LONDON — The antisecrecy group WikiLeaks tried yesterday to shed light on the private intelligence firm Stratfor, saying it had more than 5 million of the company’s e-mails and would publish them in collaboration with two dozen international media organizations.
The small selection so far published on the WikiLeaks website gives a look at the daily routine of the Texas-based security think tank, whose clients range from local universities to global megacorporations.
One described a $6,000-a-month payment made to a Middle Eastern source, another carried bits of gossip dropped by a retired spy, and many were filled with off-color office banter.
An initial examination of the e-mails turned up a mix of the innocuous and the embarrassing, but WikiLeaks chief Julian Assange promised more-explosive material in the coming weeks.
“What we have discovered is a company that is a private intelligence Enron,’’ Assange told London’s Frontline Club, referring to the Texas energy company whose spectacular bankruptcy turned it into a byword for corporate malfeasance.
Assange accused Stratfor of funneling money to informants through offshore tax havens, monitoring activist groups on behalf of big corporations, and making investments based on its secret intelligence.
Stratfor denied there was anything improper in the way it dealt with its contacts.
“Stratfor has worked to build good sources in many countries around the world, as any publisher of global geopolitical analysis would do,’’ the company said in a statement. “We have done so in a straightforward manner and we are committed to meeting the highest standards of professional conduct.’’
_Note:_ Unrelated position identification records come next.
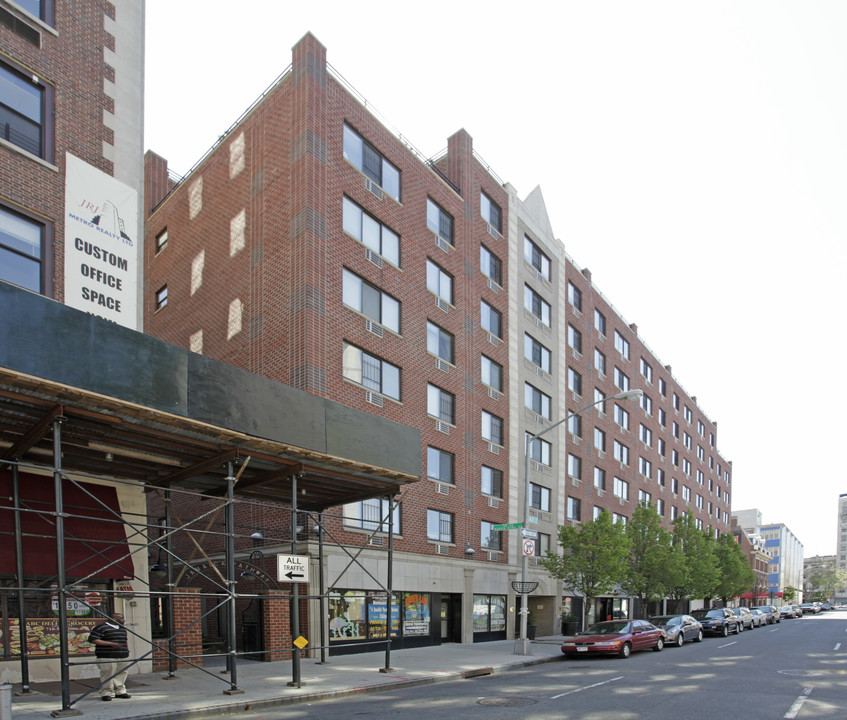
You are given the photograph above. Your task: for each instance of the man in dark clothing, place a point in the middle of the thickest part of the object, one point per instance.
(110, 645)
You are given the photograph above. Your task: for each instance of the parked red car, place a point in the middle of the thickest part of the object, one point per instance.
(615, 637)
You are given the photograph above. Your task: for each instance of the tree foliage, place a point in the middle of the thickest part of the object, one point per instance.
(593, 560)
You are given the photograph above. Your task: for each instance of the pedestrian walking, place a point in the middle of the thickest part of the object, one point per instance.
(110, 646)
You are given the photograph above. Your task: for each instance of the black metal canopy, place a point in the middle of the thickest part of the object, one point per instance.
(136, 408)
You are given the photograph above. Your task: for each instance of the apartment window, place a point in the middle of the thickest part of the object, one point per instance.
(536, 353)
(621, 452)
(440, 404)
(24, 111)
(161, 297)
(490, 212)
(162, 240)
(542, 545)
(439, 282)
(539, 307)
(621, 345)
(536, 258)
(622, 417)
(575, 296)
(574, 466)
(539, 450)
(439, 221)
(539, 497)
(366, 158)
(490, 265)
(599, 478)
(372, 515)
(536, 400)
(439, 465)
(489, 538)
(599, 440)
(370, 301)
(492, 373)
(439, 526)
(370, 232)
(575, 425)
(574, 381)
(21, 251)
(439, 342)
(492, 428)
(599, 361)
(369, 371)
(492, 482)
(599, 322)
(491, 319)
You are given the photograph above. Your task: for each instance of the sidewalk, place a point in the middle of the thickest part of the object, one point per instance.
(194, 693)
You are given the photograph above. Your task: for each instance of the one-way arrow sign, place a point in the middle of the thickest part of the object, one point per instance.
(292, 568)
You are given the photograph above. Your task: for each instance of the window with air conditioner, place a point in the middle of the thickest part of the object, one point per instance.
(364, 156)
(371, 372)
(370, 301)
(371, 232)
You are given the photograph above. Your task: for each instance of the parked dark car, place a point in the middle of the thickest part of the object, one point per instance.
(745, 617)
(759, 618)
(679, 628)
(717, 621)
(772, 612)
(615, 637)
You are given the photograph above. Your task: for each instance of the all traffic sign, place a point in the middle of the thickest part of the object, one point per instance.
(292, 568)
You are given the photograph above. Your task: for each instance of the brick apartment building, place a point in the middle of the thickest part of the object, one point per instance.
(314, 247)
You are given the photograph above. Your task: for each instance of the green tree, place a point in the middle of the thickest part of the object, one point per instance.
(593, 559)
(649, 558)
(734, 574)
(694, 557)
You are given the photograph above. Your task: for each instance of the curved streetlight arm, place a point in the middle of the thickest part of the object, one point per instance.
(522, 645)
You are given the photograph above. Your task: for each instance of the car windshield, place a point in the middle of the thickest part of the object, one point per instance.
(666, 620)
(607, 628)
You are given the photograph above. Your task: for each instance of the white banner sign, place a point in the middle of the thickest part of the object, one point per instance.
(102, 244)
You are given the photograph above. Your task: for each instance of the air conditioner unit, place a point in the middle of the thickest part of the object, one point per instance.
(374, 328)
(372, 187)
(373, 257)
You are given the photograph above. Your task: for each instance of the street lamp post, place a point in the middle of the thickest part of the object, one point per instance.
(522, 645)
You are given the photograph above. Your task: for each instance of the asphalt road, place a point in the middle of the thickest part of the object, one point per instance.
(796, 669)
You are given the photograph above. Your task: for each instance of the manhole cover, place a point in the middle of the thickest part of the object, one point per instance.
(801, 673)
(506, 702)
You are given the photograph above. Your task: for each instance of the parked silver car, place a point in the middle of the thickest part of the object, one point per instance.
(679, 628)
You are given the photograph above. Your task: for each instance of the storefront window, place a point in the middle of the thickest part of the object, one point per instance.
(489, 613)
(360, 615)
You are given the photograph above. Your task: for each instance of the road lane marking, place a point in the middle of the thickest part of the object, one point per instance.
(798, 703)
(586, 687)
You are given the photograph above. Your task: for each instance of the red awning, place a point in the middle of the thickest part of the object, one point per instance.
(94, 537)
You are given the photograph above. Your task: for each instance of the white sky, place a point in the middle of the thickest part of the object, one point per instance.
(692, 154)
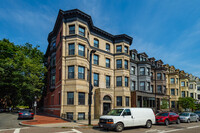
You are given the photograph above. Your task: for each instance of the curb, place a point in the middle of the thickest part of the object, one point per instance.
(82, 126)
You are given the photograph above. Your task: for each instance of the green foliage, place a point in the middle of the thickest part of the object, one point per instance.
(21, 73)
(187, 102)
(165, 104)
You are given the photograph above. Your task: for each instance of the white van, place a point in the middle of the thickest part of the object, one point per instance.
(127, 117)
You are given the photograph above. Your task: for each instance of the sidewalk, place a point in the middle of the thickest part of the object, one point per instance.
(43, 120)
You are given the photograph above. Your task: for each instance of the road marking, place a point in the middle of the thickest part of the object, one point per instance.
(73, 131)
(12, 129)
(17, 130)
(192, 127)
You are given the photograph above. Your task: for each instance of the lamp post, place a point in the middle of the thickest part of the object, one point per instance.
(90, 88)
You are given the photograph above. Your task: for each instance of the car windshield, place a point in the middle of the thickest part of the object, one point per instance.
(162, 114)
(115, 112)
(197, 112)
(184, 114)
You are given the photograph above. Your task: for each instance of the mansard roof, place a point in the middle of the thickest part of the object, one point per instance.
(75, 14)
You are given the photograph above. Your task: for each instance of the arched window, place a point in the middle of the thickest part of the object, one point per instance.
(107, 98)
The Stratfor statement suggested the company would not be commenting further on Assange’s allegations.
“Having had our property stolen, we will not be victimized twice by submitting to questioning about them,’’ the statement said.
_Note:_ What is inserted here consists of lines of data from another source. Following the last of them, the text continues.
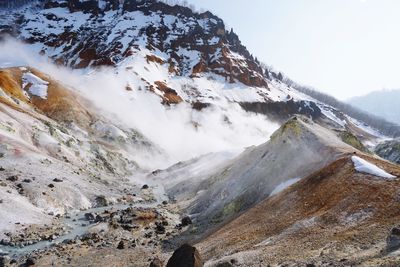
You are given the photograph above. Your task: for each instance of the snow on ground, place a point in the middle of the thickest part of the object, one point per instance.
(284, 185)
(364, 166)
(16, 210)
(37, 86)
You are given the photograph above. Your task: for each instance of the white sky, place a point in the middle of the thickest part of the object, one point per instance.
(342, 47)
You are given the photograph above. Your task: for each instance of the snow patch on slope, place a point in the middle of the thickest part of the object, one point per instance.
(364, 166)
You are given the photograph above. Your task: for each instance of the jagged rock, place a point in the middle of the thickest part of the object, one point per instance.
(186, 221)
(4, 261)
(121, 245)
(145, 186)
(393, 240)
(13, 178)
(156, 263)
(30, 262)
(160, 228)
(187, 256)
(90, 216)
(101, 201)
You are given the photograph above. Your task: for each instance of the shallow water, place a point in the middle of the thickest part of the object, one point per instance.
(75, 228)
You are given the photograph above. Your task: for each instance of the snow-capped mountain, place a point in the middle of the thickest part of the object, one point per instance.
(161, 113)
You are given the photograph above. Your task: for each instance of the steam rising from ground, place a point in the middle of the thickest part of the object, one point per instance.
(179, 130)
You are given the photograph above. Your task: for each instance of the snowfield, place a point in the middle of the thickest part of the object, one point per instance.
(364, 166)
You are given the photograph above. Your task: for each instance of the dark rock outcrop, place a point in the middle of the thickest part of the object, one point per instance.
(393, 240)
(185, 256)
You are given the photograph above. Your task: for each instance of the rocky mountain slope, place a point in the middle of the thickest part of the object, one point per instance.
(161, 125)
(336, 216)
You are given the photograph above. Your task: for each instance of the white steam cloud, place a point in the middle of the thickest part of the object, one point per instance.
(182, 132)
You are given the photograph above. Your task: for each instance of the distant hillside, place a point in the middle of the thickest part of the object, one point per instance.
(381, 103)
(378, 121)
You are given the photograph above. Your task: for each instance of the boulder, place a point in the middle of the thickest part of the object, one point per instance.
(186, 221)
(393, 240)
(185, 256)
(156, 263)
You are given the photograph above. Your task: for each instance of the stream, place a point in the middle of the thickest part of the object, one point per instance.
(76, 224)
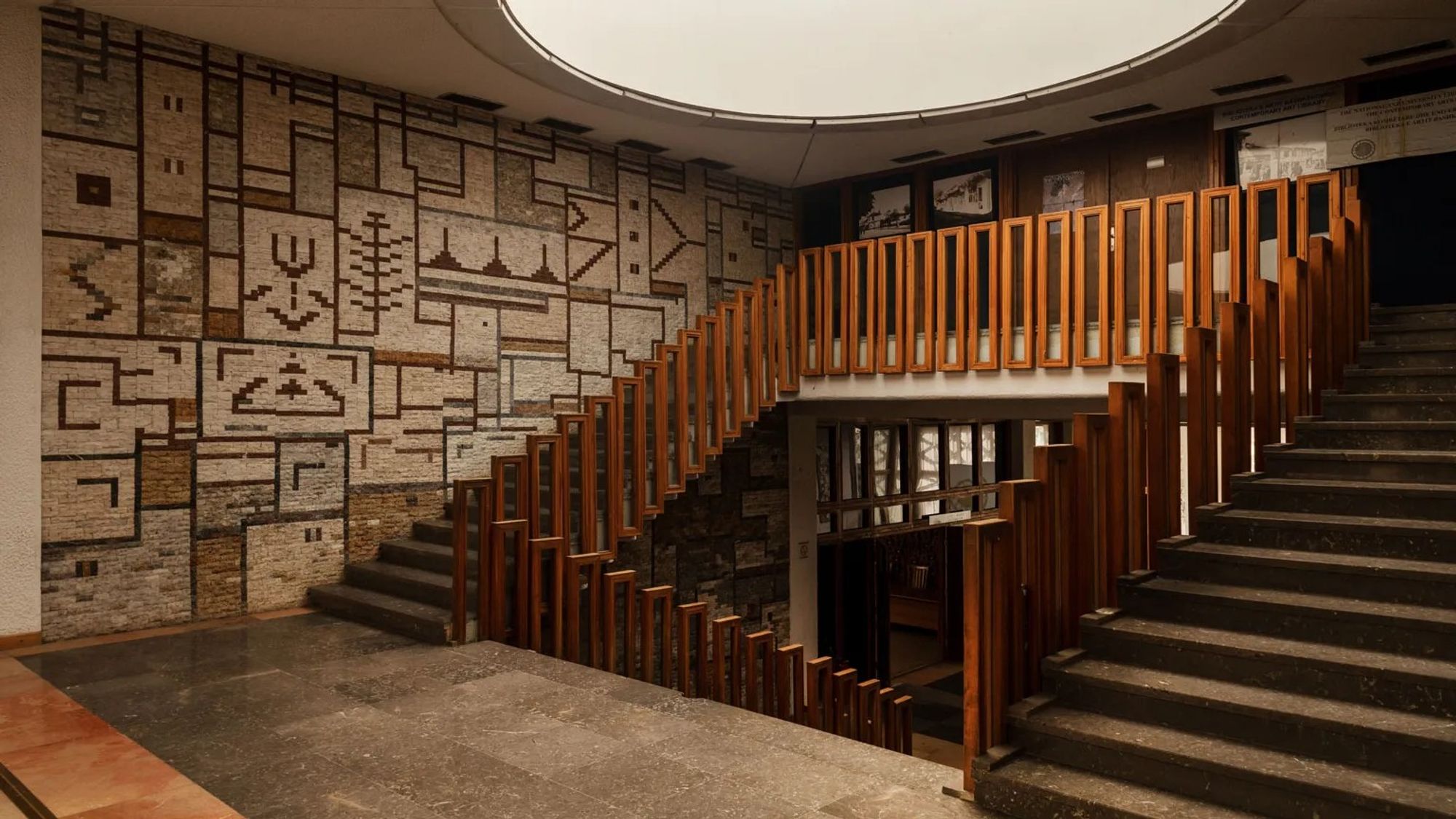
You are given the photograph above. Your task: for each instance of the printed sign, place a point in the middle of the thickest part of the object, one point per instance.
(1406, 126)
(1278, 107)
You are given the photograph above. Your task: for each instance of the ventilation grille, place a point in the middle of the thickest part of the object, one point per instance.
(1433, 47)
(1253, 85)
(472, 101)
(643, 145)
(921, 157)
(564, 126)
(1016, 138)
(1126, 113)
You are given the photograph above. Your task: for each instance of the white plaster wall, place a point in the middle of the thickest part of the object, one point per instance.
(20, 318)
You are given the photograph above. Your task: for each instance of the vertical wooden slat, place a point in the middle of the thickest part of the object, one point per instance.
(1164, 458)
(1202, 347)
(729, 659)
(1234, 398)
(1265, 308)
(984, 285)
(1055, 320)
(988, 585)
(1091, 576)
(1128, 516)
(625, 579)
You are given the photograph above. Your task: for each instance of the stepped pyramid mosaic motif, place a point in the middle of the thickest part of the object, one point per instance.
(285, 308)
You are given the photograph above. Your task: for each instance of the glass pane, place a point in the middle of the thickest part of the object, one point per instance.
(650, 410)
(988, 462)
(1133, 282)
(675, 475)
(960, 464)
(1018, 293)
(1177, 273)
(951, 298)
(1053, 277)
(574, 484)
(1093, 285)
(928, 468)
(1221, 242)
(984, 295)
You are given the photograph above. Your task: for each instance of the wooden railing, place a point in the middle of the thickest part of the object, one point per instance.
(1099, 507)
(1020, 293)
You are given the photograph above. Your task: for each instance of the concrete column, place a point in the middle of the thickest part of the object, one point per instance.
(803, 531)
(20, 324)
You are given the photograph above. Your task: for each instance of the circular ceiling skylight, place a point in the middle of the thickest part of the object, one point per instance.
(850, 58)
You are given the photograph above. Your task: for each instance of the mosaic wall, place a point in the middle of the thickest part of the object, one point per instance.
(285, 308)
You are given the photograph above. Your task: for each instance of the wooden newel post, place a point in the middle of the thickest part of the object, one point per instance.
(1128, 461)
(1202, 346)
(989, 582)
(1235, 391)
(1164, 458)
(1094, 500)
(1265, 306)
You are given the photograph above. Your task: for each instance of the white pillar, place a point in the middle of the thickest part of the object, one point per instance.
(803, 532)
(20, 323)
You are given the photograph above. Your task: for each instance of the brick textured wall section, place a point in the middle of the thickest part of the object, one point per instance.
(726, 541)
(282, 305)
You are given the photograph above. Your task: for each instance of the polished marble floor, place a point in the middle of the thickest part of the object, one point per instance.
(317, 717)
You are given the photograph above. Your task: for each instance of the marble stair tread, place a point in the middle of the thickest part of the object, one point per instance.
(1364, 662)
(1391, 455)
(1240, 761)
(1426, 570)
(1087, 793)
(1369, 721)
(413, 618)
(1433, 491)
(1329, 606)
(1352, 522)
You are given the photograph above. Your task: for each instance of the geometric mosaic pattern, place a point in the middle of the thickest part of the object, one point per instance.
(285, 308)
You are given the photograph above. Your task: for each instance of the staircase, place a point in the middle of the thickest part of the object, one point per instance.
(1295, 657)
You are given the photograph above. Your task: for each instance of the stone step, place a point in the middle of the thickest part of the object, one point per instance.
(1340, 672)
(1340, 534)
(1412, 745)
(1431, 436)
(1409, 355)
(1391, 407)
(411, 618)
(1396, 580)
(1235, 774)
(1400, 379)
(405, 582)
(424, 555)
(1374, 499)
(1404, 334)
(1027, 787)
(1415, 315)
(1404, 628)
(1382, 465)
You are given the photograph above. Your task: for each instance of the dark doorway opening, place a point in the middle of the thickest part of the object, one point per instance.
(1413, 207)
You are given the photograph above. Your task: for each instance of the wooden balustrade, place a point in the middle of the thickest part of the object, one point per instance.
(1195, 277)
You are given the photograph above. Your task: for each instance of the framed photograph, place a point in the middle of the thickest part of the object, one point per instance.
(963, 197)
(883, 212)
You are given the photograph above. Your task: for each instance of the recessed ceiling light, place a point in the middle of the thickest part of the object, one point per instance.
(564, 126)
(643, 145)
(1253, 85)
(472, 101)
(1433, 47)
(921, 157)
(1016, 138)
(1126, 113)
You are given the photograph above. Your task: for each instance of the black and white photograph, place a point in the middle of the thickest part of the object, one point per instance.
(963, 199)
(885, 212)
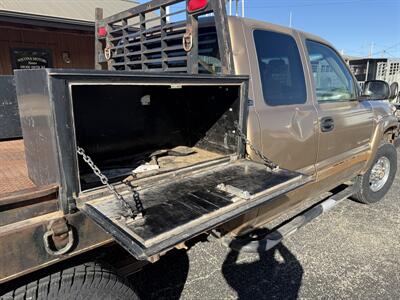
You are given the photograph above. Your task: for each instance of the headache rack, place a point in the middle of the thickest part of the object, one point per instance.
(161, 36)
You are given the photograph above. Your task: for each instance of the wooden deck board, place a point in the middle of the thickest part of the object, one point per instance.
(13, 169)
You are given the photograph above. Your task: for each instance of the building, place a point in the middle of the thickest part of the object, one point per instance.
(50, 33)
It is unclear what impact the leak will have on the Austin-based Stratfor and its clients. The company client list includes investment firms, academic institutions, and major multinationals.
How WikiLeaks got the company’s e-mails remains unclear. Assange refused to answer questions about the matter, but Stratfor said the messages appeared to be the same ones stolen by hackers in December. That breach, claimed by the Internet activist group Anonymous, ravaged the company’s servers and led to the disclosure of thousands of credit card numbers and other information.
Wired magazine quoted an unnamed member of Anonymous as saying that the stolen data had been transferred to WikiLeaks, which allegedly acknowledged receiving the transfer using a coded message on Twitter. Anonymous appeared to confirm that account, pointing to the cryptic message “rats for donavon,’’ which WikiLeaks posted on Dec. 30.
Several media groups, including Rolling Stone magazine and German broadcaster NDR, said they have been offered advance access to the e-mails and will publish stories based on the documents if appropriate.
One academic said the disclosures probably would scare away corporate clients.
“When people discover, ‘Hey, here’s your clients,’ then your clients are chilled,’’ said Jeffrey Addicott, the director for the Center of Terrorism Law at St. Mary’s University in San Antonio. “It causes a certain uproar.’’
Some clients are already facing questions. Among the e-mails are reports apparently compiled for the Dow Chemical Co. on activists who have targeted the company over its links to the Bhopal gas leak disaster, which killed thousands of Indians and spawned a long-running legal battle.
Dow said in a written statement that “major companies are often required to take appropriate action to protect their people and safeguard their facilities,’’ adding that it operated within the law.
The reports prepared for Dow appeared to be little more than roundups of news stories and Internet chatter, but Stratfor also boasts of more serious sources.